Values

People typically express their opinions in a piecemeal fashion through short posts, essays, or responses to current events. Each of these works focus on a sliver of our world and make it hard to see an author’s global values, even when aggregating many works. Rarely do I see people describe their “epistemic roots” or state clearly their devotion to a set of principles.

Here, I want to share who I am by describing the principles I believe in. They are ordered carefully.

Optimism

Reason

Optimistic Nihilism

vNM Utility Theorem

Egoistic Altruism

Utilitarianism

Blackstone’s Principle

Welfare

Effective Altruism

Some principles I feel are important but do not necessarily flow with the above:

Occam’s Razor

Minimalism

Libertarianism

Freedom of Speech

Principle of Charity

Exit Rights

Archipelago Governance

Overall, having an optimistic worldview and faith in reason leads naturally to an open search for answers to the central questions on my mind.

From there, the vNM Utility theorem highlights the beginning of the path to individual rationality. Applied to others, it also suggests that a respect for peoples needs and choices is warranted. Of course, no one is perfectly rational, but to a large extent, they make the right decisions based on their needs and their information. This nonjudgmental approach to individual choices connects utilitarianism and libertarianism. This fundamental agreement between two different approaches to collective choice suggests several other key principles: freedom of speech, the principle of charity, exit rights and Scott Alexander’s archipelago communitarianism.
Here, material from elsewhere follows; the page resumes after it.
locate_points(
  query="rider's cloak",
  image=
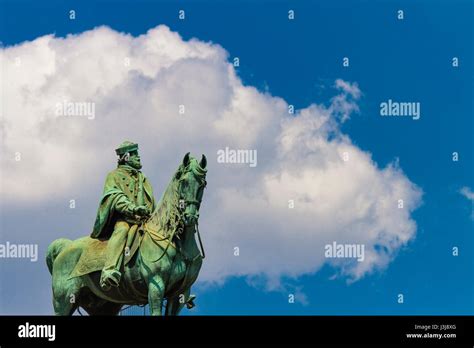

However, standard libertarianism and utilitarianism diverge once we consider welfare. If we respect individual rationality, must we accept that “they get what they deserve”? In my mind, though people should face the consequences of their choices, people face many consequences which they have no choice over! Accidents of birth, random events, and decisions made beyond a persons control all leave people with consequences they did not choose. This fact implies that many would be better off with some form of welfare, without distorting their incentive to make the right personal decisions.

So, how do we take care of others? We may agree to welfare in the abstract and on a global scale, but what do we do as individuals? I will gather the empirical evidence in future posts, but I have a simpler answer for now: Effective Altruism. As a community, we can weigh the evidence and decide how to best invest our money and time to alleviate suffering. With reason and optimism, we can build a better world for everyone.